Friday, August 10, 2007

Chris Thomas' Little Frog, Big Frog.

It occurred to me the other day, that my life consisted of repeatedly going from big frog to little frog. I guess it is best to start with my childhood and I would have to state that my father was the big frog without any signifcant competition. I would sit there on my little lily pad and wonder if there was any way for me to become a big frog. I kept getting instructions on how to hop, when to hop, and how high to hop. Finally, somewhere in my senior year in high school, I felt as though I might be becoming a big frog. I had made superior grades in my classes and I had lettered in tennis. I felt rather ready to meet the challenge of college.

I arrived at my college in a place where I knew not a single soul in town and I was immediately a little frog again. The pond was a very strange situation and what was required of me was distinctly different than my past pond upbringing and schooling. Well, here I was, on my little lily pond and studying premedical courses. In my junior year, I was accepted to medical school. By golly, I felt like a big frog again.

I arrived at medical school to find out, after a short period of time, that I was again a little frog, if not a tadpole. My God! The bull frogs reminded me, in a deep-throated harrumph, of my status, and the risk of being expelled from the pond. Only much later did I recognize that they were trying to educate me to the perils of the other inhabitants of the pond. At long last, I became a bigger frog with a white coat, rather proud of my position on my own little lily pad.

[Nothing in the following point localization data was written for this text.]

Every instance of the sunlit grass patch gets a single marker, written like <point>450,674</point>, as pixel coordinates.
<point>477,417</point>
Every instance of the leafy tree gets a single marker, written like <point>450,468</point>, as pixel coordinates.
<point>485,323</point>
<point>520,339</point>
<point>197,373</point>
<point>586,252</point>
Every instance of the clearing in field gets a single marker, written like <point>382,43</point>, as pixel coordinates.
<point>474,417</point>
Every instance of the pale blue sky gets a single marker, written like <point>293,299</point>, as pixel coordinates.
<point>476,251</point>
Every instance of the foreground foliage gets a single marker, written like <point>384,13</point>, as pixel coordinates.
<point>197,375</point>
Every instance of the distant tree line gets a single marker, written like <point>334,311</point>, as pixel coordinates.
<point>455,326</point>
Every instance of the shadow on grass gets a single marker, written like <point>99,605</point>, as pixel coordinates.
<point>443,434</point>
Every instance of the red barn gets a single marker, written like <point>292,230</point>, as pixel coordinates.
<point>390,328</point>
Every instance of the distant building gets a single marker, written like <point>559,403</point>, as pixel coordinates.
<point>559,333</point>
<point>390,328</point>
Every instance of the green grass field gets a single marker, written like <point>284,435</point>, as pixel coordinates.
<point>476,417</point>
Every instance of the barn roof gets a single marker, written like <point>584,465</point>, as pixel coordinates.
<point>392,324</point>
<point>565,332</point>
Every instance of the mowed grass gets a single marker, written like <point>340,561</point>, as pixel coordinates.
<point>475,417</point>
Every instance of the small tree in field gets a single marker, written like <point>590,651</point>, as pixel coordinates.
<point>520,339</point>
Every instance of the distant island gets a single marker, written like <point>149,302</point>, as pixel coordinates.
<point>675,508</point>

Then came the internship and residency. I am trying to avoid discussing internship because I was a perpetual little frog to the bitter end. Fortunately, I was accepted to a good surgical residency program and that, at least, made me feel like a frog that might be able to find a more favorable pond. The residency program was not so much a status phenomenon as it was how fast I could hop and how long I could do it. There were a couple of boss frogs that I admired very much. I wrote several papers for the literature with them as co-authors. I felt like a big frog at the end.

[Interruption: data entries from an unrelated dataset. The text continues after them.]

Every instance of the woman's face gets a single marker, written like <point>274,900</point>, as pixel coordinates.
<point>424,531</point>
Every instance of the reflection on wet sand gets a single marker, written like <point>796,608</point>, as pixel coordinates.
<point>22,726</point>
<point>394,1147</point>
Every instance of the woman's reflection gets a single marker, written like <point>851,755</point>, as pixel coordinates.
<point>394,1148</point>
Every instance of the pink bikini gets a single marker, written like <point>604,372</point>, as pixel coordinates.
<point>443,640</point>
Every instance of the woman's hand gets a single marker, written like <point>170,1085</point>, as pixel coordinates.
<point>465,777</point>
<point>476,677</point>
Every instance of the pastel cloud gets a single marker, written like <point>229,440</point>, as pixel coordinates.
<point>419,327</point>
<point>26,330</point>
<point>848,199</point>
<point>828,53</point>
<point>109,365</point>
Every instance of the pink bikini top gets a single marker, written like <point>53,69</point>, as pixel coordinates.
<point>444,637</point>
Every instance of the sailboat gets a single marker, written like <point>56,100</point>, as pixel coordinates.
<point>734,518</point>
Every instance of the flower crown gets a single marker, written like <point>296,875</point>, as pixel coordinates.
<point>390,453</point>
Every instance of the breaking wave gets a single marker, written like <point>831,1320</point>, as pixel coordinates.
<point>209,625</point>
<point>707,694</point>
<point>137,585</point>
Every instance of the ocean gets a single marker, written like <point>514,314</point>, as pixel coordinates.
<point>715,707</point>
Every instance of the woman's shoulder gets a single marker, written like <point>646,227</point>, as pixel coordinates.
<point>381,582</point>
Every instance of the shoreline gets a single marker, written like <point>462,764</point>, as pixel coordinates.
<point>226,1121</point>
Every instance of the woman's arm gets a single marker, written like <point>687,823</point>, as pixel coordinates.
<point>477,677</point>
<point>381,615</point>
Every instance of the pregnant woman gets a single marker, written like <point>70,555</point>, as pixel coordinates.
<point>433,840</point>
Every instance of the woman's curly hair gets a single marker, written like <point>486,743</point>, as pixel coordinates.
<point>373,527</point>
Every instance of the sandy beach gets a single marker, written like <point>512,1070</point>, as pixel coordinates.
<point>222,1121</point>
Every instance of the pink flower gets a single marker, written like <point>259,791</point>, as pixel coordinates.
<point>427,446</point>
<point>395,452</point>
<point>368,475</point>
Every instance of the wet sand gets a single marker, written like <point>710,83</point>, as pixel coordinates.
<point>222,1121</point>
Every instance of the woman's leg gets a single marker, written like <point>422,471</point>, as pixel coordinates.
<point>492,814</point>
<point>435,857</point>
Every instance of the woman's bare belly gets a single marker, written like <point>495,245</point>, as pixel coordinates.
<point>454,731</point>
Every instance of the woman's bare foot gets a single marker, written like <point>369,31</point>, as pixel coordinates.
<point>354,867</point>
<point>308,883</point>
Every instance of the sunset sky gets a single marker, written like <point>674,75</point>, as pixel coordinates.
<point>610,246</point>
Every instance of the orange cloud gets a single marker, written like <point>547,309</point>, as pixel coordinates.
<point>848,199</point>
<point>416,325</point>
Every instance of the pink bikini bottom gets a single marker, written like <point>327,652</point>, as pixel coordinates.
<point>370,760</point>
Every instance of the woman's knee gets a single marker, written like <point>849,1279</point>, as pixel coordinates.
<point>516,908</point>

From there, I went into the Army for a tour of duty and was promoted from frog to frog captain. I had gained experience for which I was grateful and was ready to venture out.
Then, I entered private practice. Guess what? LIttle frog again. I was told that they did not need my frog specialty in the pond and the usually didn't admit frogs like me to certain frog hospitals. I played the game of lily pad hopping with certain reprimands from officer frogs, brought in new lessons from my frog residency and after a long period felt like a big frog, but a tired frog.

All too quickly, it seems, came the point that I retired from the bigger lily pad I had come to inherit and then, became a little frog again.
......Christopher Y Thomas, Jr, MD




1 comment:

wendy said...

For what it is worth, Christopher Y. Thomas, Jr. M.D., you have always been and still remain a very Big Frog from my perspective.